The mining newspaper for Alaska and Canada's North
Ucore Rare Metals Inc. July 8 reported that it has commissioned the construction of a pilot plant that will test the use of molecular recognition technology for the separation of rare earth elements at bulk scale.
Ucore has contracted with IBC Advanced Technologies Inc. for the design and construction of the plant, targeting completion before the end of 2015.
The test plant, "SuperLig-One," will be constructed at IBC facilities in American Fork, Utah.
Once complete, the unit will then be relocated to a third party facility for an independent review of pilot scale test procedures.
"We anticipate that the SuperLig-One unit will be a high-value asset for Ucore," said Ucore President and CEO Jim McKenzie.
"The intention is for the unit to be a test mule, capable of accepting pregnant leach solution and bulk concentrates from multiple prospective REE feedstock locations around the world.
Ucore confirms that it has entered into agreements with various REE feedstock providers, and will be securing test material from a variety of locations over the next six months as construction is under way.
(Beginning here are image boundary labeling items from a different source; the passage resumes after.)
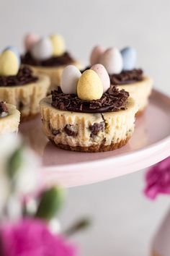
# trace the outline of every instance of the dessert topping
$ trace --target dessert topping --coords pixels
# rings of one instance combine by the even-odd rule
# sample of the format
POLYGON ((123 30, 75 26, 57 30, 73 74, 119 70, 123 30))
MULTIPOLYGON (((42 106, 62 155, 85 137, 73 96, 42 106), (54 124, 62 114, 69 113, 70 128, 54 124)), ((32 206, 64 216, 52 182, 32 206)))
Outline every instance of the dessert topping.
POLYGON ((99 77, 103 85, 103 92, 105 93, 109 88, 110 80, 109 76, 104 68, 104 67, 100 64, 97 64, 91 67, 91 69, 94 70, 99 77))
POLYGON ((16 75, 20 66, 19 54, 14 48, 8 47, 0 56, 0 75, 16 75))
POLYGON ((68 65, 65 67, 61 75, 61 88, 63 93, 76 94, 77 84, 81 75, 79 69, 73 66, 68 65))
POLYGON ((94 65, 99 63, 99 58, 105 51, 105 48, 101 46, 94 47, 90 55, 90 64, 94 65))
POLYGON ((82 101, 76 94, 64 94, 58 88, 52 92, 51 105, 62 111, 84 113, 104 113, 126 109, 129 93, 111 85, 102 98, 96 101, 82 101))
POLYGON ((109 74, 119 74, 122 70, 122 57, 120 51, 114 47, 108 48, 99 58, 109 74))
POLYGON ((77 85, 77 95, 82 101, 94 101, 101 98, 103 85, 99 75, 92 69, 86 70, 77 85))

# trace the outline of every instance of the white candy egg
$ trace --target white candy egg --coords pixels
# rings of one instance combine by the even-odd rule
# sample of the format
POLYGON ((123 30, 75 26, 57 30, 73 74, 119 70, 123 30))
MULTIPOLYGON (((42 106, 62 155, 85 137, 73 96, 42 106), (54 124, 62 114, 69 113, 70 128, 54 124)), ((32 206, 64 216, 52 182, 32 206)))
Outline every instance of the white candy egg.
POLYGON ((115 47, 107 49, 101 56, 99 63, 105 67, 109 74, 119 74, 123 67, 122 55, 115 47))
POLYGON ((101 64, 97 64, 91 67, 99 75, 103 85, 103 93, 104 93, 110 86, 109 76, 105 67, 101 64))
POLYGON ((61 88, 63 93, 76 94, 77 84, 81 75, 79 69, 73 65, 65 67, 61 75, 61 88))
POLYGON ((90 64, 94 65, 99 63, 99 58, 102 54, 105 51, 105 48, 101 46, 97 46, 94 47, 90 55, 90 64))
POLYGON ((33 45, 30 52, 35 59, 43 60, 50 58, 53 54, 51 40, 48 38, 40 39, 33 45))

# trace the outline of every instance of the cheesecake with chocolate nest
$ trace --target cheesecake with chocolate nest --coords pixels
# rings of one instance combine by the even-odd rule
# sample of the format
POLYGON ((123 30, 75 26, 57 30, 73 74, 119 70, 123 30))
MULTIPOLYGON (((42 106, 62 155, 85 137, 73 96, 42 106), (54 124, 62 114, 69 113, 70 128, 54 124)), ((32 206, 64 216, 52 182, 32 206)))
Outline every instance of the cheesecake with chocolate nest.
POLYGON ((148 104, 149 96, 152 91, 153 80, 144 74, 140 69, 122 71, 120 74, 109 74, 112 85, 129 92, 138 104, 137 115, 143 113, 148 104))
POLYGON ((133 47, 119 51, 115 47, 105 49, 98 46, 93 48, 90 61, 91 64, 103 64, 109 74, 111 84, 125 90, 135 98, 139 115, 148 106, 153 80, 142 69, 135 68, 136 56, 136 51, 133 47))
POLYGON ((0 135, 17 132, 20 113, 15 106, 0 101, 0 135))
POLYGON ((30 119, 40 112, 39 102, 45 97, 50 79, 42 74, 35 75, 22 66, 15 75, 0 75, 0 98, 16 106, 22 120, 30 119))
POLYGON ((48 94, 51 90, 54 90, 60 85, 61 76, 66 66, 73 64, 79 68, 81 67, 81 64, 66 50, 64 40, 61 35, 53 35, 45 38, 40 38, 31 46, 26 46, 27 44, 25 53, 21 56, 22 63, 28 65, 36 73, 40 72, 49 76, 51 84, 48 94), (53 50, 53 48, 55 51, 53 50), (38 54, 36 54, 36 51, 38 54))
MULTIPOLYGON (((94 73, 87 70, 81 77, 86 76, 84 81, 89 83, 91 77, 87 76, 94 73)), ((93 77, 91 81, 97 90, 93 77)), ((81 82, 80 77, 78 94, 66 94, 58 88, 40 101, 46 136, 61 148, 81 152, 109 151, 125 145, 134 131, 138 111, 135 101, 128 92, 115 85, 98 99, 80 98, 81 82)), ((86 93, 89 93, 88 90, 86 93)))

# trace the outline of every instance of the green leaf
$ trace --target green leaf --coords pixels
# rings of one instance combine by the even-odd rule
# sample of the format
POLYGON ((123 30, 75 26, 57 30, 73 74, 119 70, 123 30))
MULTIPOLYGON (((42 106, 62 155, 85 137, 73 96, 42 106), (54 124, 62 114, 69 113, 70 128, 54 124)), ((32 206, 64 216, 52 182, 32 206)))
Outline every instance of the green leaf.
POLYGON ((58 213, 63 200, 63 191, 53 187, 41 195, 35 217, 50 220, 58 213))
POLYGON ((9 176, 13 179, 23 163, 23 147, 17 149, 9 159, 6 171, 9 176))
One high-priority source of pilot scale test material will be the Bokan-Dotson Ridge project in Southeast Alaska." Ucore said the SuperLig-One unit, currently being designed at IBC, will be modular and portable.
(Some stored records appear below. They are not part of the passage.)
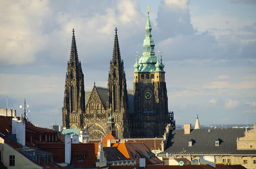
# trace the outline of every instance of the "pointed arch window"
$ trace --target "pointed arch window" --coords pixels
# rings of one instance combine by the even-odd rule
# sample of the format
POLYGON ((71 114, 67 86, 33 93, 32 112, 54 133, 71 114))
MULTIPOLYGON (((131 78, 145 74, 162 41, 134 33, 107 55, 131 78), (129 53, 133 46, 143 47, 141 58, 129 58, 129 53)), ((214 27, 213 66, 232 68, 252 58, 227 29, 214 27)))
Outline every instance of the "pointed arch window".
POLYGON ((71 70, 71 74, 70 75, 70 78, 74 78, 74 70, 71 70))
POLYGON ((116 68, 115 68, 114 69, 114 72, 113 73, 113 76, 114 77, 114 78, 116 78, 117 75, 117 70, 116 70, 116 68))
POLYGON ((116 85, 113 86, 113 100, 114 100, 114 106, 113 110, 118 110, 118 88, 116 85))
POLYGON ((71 110, 72 111, 75 110, 75 89, 74 86, 71 88, 71 110))

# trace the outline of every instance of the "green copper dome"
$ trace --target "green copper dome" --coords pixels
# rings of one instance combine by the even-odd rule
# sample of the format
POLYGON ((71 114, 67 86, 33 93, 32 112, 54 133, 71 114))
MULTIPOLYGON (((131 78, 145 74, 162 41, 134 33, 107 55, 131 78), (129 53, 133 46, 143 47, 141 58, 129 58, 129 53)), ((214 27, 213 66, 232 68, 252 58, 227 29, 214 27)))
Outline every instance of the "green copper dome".
POLYGON ((155 44, 152 39, 151 31, 152 27, 149 20, 148 13, 148 19, 145 27, 146 35, 145 39, 143 42, 143 53, 138 61, 139 65, 137 63, 137 60, 134 67, 135 68, 134 72, 154 72, 157 70, 155 64, 158 62, 159 65, 158 71, 164 72, 162 63, 159 63, 158 58, 155 55, 155 44))

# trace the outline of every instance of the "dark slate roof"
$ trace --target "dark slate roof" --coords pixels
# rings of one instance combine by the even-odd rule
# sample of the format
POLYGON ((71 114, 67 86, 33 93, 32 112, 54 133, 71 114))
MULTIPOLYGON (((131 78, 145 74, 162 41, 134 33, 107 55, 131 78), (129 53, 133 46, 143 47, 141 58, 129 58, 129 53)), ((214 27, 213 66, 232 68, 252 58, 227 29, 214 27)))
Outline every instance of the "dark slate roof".
POLYGON ((106 104, 107 104, 107 97, 108 97, 108 88, 96 86, 96 88, 104 107, 107 109, 106 104))
POLYGON ((237 150, 236 139, 245 136, 244 128, 218 128, 192 130, 190 134, 185 134, 184 130, 171 131, 165 151, 176 154, 255 154, 256 150, 237 150), (219 146, 215 146, 215 141, 219 140, 219 146), (192 140, 192 146, 189 146, 192 140))
POLYGON ((127 159, 118 150, 117 147, 103 147, 107 155, 107 161, 125 160, 127 159))
POLYGON ((127 90, 127 97, 129 102, 129 113, 134 113, 134 93, 133 90, 127 90))

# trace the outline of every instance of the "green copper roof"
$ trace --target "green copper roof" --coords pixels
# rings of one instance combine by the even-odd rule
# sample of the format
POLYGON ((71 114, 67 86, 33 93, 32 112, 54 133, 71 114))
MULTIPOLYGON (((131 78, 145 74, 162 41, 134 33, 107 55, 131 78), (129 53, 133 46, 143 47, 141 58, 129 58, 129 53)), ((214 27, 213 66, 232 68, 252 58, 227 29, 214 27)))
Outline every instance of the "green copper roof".
POLYGON ((148 19, 145 29, 146 35, 143 42, 143 56, 139 60, 138 65, 137 65, 136 60, 136 62, 134 65, 135 68, 134 72, 154 72, 157 70, 155 64, 157 62, 158 62, 159 66, 159 68, 157 69, 158 72, 164 72, 162 69, 163 67, 161 63, 159 63, 158 58, 155 55, 155 44, 154 40, 152 39, 151 34, 152 27, 149 20, 148 13, 148 19), (137 68, 138 66, 138 69, 137 68))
This will make the plant capable of transport to remote testing sites as required.
Columnar units within the plant will contain customized proprietary SuperLig® products that are designed to selectively separate the metal being targeted.
To optimize utility, the unit will be customizable over time, with capacity for treating varying ratios of metals in different feed solutions.
At a bench scale, the SuperLig platform successfully separated the entire suite of rare earths.
Ucore said the SuperLig-One unit is being designed to deploy this achievement at pilot scale, refining each of the lanthanides with the exception of promethium, plus yttrium and scandium to uniformly high purity.
In addition to REE separation, IBC has an extensive inventory of pre-existing SuperLig products capable of selectively targeting a range of valuable metals, such as platinum group metals, gold, silver, uranium, bismuth, copper, cobalt, nickel, indium, and rhenium, as well as a host of nuisance materials.
Ucore has an exclusive agreement with IBC for the use this technology for all metals in the tailings processing sector, as well as all processing applications related to rare earths.
Ucore's mid-term objective is to have the SuperLig-One unit serve as a prototype for a full sized separation plant to be located in North America.